Before you make a judgment about a bike, I think you have to live with it awhile and spend time tweaking the parts and position. I also think that the highest compliment you can pay a bike is to ride it. Carl built the ti bike shown here in 2003 for me to take to France. Since that time, it has been tweaked and ridden–a lot. I ride this bike to work (parked next to my desk), on trips, on the weekends, and occasionally in competition. If I’m Roy, this is Trigger.
The operative word for the ride is smooooth. With 25c Conti 4000 tires I hardly notice frost heaves and chip seal. The bike is extremely stable on downhills, which I attribute to the geometry and to Carl’s selection of an oversize top tube to match the down tube. When I need to put down the hammer, as in climbing or closing a gap, the bike accelerates quickly and goes straight without undue bottom bracket flex.
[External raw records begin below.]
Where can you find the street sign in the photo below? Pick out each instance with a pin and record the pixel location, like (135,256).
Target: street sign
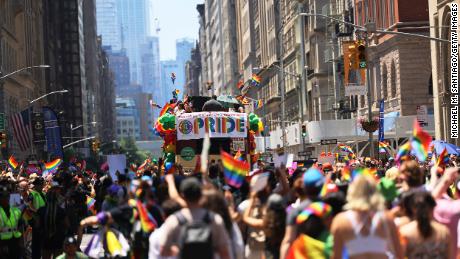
(2,121)
(304,153)
(328,141)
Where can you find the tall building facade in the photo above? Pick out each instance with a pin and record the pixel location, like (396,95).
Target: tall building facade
(21,46)
(221,48)
(65,53)
(167,86)
(108,24)
(133,18)
(440,21)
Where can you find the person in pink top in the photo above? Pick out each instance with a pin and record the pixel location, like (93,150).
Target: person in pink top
(447,210)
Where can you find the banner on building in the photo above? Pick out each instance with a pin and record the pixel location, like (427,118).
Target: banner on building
(381,120)
(217,124)
(52,133)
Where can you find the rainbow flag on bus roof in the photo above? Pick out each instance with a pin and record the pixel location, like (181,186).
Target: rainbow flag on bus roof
(52,166)
(235,170)
(12,162)
(420,142)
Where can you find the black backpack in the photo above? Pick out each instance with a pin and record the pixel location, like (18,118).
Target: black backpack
(196,237)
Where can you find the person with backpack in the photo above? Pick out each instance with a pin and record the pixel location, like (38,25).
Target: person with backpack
(194,232)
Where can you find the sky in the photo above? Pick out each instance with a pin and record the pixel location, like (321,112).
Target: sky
(177,19)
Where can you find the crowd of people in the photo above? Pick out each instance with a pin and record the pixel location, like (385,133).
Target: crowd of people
(361,209)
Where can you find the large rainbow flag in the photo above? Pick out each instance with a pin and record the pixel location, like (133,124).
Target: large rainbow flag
(51,167)
(12,162)
(235,170)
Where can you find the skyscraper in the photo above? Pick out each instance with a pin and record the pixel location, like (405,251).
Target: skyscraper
(183,53)
(108,24)
(133,21)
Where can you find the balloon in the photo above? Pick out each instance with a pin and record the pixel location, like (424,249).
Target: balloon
(168,166)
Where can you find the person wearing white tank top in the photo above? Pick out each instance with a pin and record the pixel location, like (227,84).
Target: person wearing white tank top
(364,230)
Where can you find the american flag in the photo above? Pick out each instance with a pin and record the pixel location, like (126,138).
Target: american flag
(21,128)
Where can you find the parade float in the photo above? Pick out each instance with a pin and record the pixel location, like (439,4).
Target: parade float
(183,133)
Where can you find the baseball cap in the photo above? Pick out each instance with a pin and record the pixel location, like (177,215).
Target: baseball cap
(313,178)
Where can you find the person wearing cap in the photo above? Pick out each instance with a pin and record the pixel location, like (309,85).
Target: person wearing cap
(313,181)
(191,193)
(10,221)
(71,250)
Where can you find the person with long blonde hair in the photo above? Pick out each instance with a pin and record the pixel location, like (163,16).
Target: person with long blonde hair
(364,230)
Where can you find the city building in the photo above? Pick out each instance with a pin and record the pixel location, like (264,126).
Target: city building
(150,66)
(108,25)
(133,18)
(221,47)
(440,21)
(64,46)
(21,46)
(119,64)
(127,123)
(193,73)
(183,52)
(167,86)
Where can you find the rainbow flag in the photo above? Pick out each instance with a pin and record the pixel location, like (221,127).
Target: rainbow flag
(238,155)
(365,171)
(443,158)
(166,109)
(148,223)
(420,142)
(90,204)
(12,162)
(383,147)
(305,247)
(403,151)
(346,173)
(235,170)
(52,166)
(255,80)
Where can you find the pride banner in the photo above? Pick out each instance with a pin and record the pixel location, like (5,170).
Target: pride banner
(217,124)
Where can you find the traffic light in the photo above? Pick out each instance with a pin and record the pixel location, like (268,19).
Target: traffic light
(361,48)
(353,56)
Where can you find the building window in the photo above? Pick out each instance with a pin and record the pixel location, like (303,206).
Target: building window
(393,79)
(384,82)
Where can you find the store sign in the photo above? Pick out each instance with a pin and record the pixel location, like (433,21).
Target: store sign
(238,144)
(352,90)
(217,124)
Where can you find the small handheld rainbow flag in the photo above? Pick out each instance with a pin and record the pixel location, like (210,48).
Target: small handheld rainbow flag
(148,223)
(235,170)
(90,204)
(443,158)
(52,166)
(420,142)
(383,147)
(12,162)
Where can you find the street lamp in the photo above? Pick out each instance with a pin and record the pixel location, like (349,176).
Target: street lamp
(22,69)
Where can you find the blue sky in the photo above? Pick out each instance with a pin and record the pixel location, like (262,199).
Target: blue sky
(177,19)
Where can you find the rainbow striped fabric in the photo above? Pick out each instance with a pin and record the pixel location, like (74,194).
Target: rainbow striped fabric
(12,162)
(443,158)
(148,223)
(235,170)
(403,151)
(383,147)
(52,166)
(420,142)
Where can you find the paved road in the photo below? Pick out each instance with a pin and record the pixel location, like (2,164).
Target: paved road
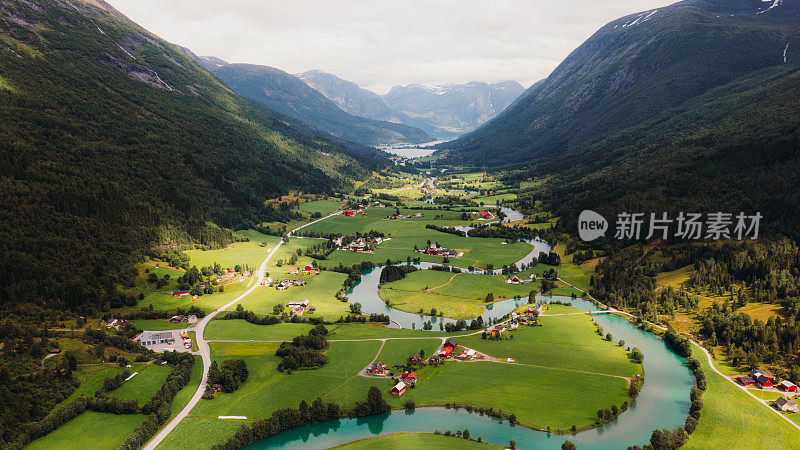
(203,349)
(703,349)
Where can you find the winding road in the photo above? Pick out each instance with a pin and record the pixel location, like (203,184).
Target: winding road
(203,348)
(703,349)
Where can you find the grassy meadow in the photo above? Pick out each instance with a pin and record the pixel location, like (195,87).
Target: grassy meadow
(85,432)
(415,440)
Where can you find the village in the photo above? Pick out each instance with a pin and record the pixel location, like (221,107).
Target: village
(451,351)
(767,382)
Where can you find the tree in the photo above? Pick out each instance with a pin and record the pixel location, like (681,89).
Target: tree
(214,375)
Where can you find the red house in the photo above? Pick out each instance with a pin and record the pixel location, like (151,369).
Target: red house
(399,389)
(764,381)
(409,376)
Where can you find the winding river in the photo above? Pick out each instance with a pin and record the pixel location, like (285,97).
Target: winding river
(662,403)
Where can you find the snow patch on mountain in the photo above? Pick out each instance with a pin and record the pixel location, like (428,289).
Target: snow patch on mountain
(643,17)
(775,4)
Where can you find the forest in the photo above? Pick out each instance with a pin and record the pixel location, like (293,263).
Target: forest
(96,167)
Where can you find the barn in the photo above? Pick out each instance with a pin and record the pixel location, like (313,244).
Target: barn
(399,389)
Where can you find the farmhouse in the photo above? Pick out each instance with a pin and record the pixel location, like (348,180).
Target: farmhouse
(448,348)
(763,381)
(409,377)
(762,378)
(156,337)
(378,368)
(399,389)
(786,405)
(754,374)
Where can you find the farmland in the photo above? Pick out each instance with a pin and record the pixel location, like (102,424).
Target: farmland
(406,233)
(84,432)
(415,440)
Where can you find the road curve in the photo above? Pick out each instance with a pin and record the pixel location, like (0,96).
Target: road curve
(707,354)
(202,344)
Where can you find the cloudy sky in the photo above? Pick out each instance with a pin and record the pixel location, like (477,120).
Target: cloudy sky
(382,43)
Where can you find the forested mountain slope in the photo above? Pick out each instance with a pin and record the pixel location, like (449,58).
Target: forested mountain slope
(112,140)
(289,95)
(357,100)
(693,107)
(453,109)
(635,69)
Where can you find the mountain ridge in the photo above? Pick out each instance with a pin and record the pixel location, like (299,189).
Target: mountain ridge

The bike is on the extreme end of tall seat tube/short top tube designs, but I think it looks very good, considering the compromises that Carl needed to make to fit my body. That really long head tube avoids having to use high rise stems and big stacks of spacers. The workmanship is excellent–you can see the dirt on a close-up of the head tube/down tube junction, but you can barely see the weld.
You can send a lot more money for a ti frame, but I think Carl’s basic ti frame equals or surpasses most everything else out there.